ProjectVirtual Reality Solar System (VRSS) Project
ContactKen Hay, Sasha Barab
Emailkhay@iupui.edu, sbarab@indiana.edu
URLhttp://education.indiana.edu/~sbarab /a100home.html
Project
description
The VRSS Project is an experimental undergraduate Astronomy course being taught at Indiana University (IU) in the spring semester. The course is predicated on results obtained during Future Camp 97 in which high school students used virtual reality tools to build one of three virtual worlds: Virtual Indiana Statehouse, Virtual Theater, and Virtual Solar System. For the current project we are completely transforming this traditional lecture based course into a constructionist course.
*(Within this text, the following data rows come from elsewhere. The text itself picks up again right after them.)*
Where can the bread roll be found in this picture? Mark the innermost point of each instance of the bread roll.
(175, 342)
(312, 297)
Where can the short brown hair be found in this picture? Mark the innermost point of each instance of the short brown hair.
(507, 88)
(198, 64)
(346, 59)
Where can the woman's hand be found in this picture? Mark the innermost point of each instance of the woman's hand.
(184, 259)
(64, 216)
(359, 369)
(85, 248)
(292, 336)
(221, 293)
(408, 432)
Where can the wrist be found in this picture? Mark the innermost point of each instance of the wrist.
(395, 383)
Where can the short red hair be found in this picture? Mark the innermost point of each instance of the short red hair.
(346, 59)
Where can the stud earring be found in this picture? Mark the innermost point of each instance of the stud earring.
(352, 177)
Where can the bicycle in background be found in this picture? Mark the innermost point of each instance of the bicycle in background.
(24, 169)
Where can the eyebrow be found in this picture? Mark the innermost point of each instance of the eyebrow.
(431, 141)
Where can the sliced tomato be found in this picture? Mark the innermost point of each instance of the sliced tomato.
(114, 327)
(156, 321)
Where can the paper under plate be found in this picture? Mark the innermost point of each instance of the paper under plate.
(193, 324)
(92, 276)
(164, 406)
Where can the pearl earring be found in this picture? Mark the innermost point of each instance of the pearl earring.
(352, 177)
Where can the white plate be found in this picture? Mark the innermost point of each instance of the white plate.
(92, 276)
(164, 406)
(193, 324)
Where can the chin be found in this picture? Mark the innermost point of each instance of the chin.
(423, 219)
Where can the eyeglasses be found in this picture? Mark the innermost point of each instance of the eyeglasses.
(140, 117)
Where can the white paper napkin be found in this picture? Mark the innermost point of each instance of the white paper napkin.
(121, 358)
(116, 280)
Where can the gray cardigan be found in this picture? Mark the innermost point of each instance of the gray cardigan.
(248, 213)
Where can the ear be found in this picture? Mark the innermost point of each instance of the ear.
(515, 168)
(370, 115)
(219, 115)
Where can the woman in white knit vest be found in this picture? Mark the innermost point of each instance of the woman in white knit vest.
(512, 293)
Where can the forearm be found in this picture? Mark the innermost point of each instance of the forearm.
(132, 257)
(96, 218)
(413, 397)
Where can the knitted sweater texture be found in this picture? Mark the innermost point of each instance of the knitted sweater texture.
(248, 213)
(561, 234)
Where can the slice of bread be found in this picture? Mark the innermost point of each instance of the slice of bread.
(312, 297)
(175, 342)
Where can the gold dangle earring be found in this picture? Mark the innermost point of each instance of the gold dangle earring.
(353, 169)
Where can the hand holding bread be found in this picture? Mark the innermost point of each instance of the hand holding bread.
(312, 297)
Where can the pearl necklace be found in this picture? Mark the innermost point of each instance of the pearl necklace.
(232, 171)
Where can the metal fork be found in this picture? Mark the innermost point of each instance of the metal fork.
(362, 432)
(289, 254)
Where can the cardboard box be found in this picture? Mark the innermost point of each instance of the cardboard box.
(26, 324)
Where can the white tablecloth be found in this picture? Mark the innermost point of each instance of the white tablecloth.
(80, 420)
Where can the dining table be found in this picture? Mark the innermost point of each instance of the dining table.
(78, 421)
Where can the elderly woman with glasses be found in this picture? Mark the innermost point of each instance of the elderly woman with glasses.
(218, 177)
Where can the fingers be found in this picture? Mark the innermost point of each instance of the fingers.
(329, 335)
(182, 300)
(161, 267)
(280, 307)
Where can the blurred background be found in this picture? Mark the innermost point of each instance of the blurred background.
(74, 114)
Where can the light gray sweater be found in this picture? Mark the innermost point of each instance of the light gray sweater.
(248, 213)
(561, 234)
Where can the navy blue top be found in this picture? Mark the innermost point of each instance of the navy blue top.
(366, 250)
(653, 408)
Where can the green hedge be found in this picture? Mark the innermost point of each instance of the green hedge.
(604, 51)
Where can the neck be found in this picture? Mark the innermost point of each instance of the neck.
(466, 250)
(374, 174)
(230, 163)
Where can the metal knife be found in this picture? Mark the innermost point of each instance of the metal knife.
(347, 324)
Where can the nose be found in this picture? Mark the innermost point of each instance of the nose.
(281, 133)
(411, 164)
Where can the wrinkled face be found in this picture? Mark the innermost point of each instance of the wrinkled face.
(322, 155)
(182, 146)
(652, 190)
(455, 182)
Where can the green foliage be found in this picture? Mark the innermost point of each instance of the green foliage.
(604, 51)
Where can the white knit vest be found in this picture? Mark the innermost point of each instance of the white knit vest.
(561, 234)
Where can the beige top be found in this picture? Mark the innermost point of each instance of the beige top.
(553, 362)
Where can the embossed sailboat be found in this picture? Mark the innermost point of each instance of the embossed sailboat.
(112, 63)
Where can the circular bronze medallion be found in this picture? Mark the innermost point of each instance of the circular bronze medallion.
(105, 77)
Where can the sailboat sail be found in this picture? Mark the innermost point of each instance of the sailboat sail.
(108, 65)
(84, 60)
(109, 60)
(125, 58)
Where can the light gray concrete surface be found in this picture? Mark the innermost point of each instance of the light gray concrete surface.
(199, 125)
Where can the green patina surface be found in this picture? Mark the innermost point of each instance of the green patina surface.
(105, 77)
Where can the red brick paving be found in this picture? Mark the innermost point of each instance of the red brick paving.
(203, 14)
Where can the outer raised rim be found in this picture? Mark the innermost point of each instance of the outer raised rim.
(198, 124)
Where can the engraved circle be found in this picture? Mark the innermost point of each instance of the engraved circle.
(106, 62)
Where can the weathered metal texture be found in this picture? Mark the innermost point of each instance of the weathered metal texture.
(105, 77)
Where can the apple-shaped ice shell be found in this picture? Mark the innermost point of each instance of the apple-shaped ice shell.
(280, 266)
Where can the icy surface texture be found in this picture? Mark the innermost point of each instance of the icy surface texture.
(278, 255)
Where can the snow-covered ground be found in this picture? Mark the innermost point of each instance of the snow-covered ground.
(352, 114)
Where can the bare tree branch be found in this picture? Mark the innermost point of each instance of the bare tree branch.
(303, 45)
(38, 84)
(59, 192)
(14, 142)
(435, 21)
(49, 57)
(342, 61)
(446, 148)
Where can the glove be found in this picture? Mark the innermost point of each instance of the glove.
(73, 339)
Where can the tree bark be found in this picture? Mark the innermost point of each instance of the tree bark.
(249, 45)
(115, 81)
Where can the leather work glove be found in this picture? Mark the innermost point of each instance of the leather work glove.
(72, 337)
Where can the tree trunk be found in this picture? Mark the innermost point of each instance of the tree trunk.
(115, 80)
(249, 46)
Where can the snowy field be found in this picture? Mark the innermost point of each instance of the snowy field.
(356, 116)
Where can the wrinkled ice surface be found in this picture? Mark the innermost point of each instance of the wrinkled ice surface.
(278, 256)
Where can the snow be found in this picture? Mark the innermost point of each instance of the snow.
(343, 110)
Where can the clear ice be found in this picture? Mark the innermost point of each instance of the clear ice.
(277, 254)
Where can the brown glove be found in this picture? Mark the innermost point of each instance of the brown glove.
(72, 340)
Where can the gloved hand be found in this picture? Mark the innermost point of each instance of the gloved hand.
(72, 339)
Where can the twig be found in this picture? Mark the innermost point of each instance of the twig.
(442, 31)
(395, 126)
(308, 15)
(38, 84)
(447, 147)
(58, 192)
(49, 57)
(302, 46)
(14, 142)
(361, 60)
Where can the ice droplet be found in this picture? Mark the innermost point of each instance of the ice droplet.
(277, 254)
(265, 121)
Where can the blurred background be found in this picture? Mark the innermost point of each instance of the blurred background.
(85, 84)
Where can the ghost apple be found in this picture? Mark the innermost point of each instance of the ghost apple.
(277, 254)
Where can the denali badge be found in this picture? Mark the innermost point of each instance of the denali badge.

Where previously listening to lectures constituted the primary learning activity, in the upcoming course listening to lectures will be replaced by students building three VR models of different aspects of the solar system. This project is a collaboration with IU's School of Education, the Astronomy department, and IU's Virtual Reality/Virtual Environments Group. Students will be working in collaborative teams on high-end graphics computers with a VRML 2.0 WYSIWYG editor. In this environment, students will build scale models of the solar system and do dynamic modeling with a key-frame animation tool. To aid in visualization of the student VR models, we will take learners and their solar system models into Indiana University's new CAVE (Cave Automated Virtual Environment)--room-sized, walk-in virtual environment. This project will be one of the first educational applications of the VR technology at IU.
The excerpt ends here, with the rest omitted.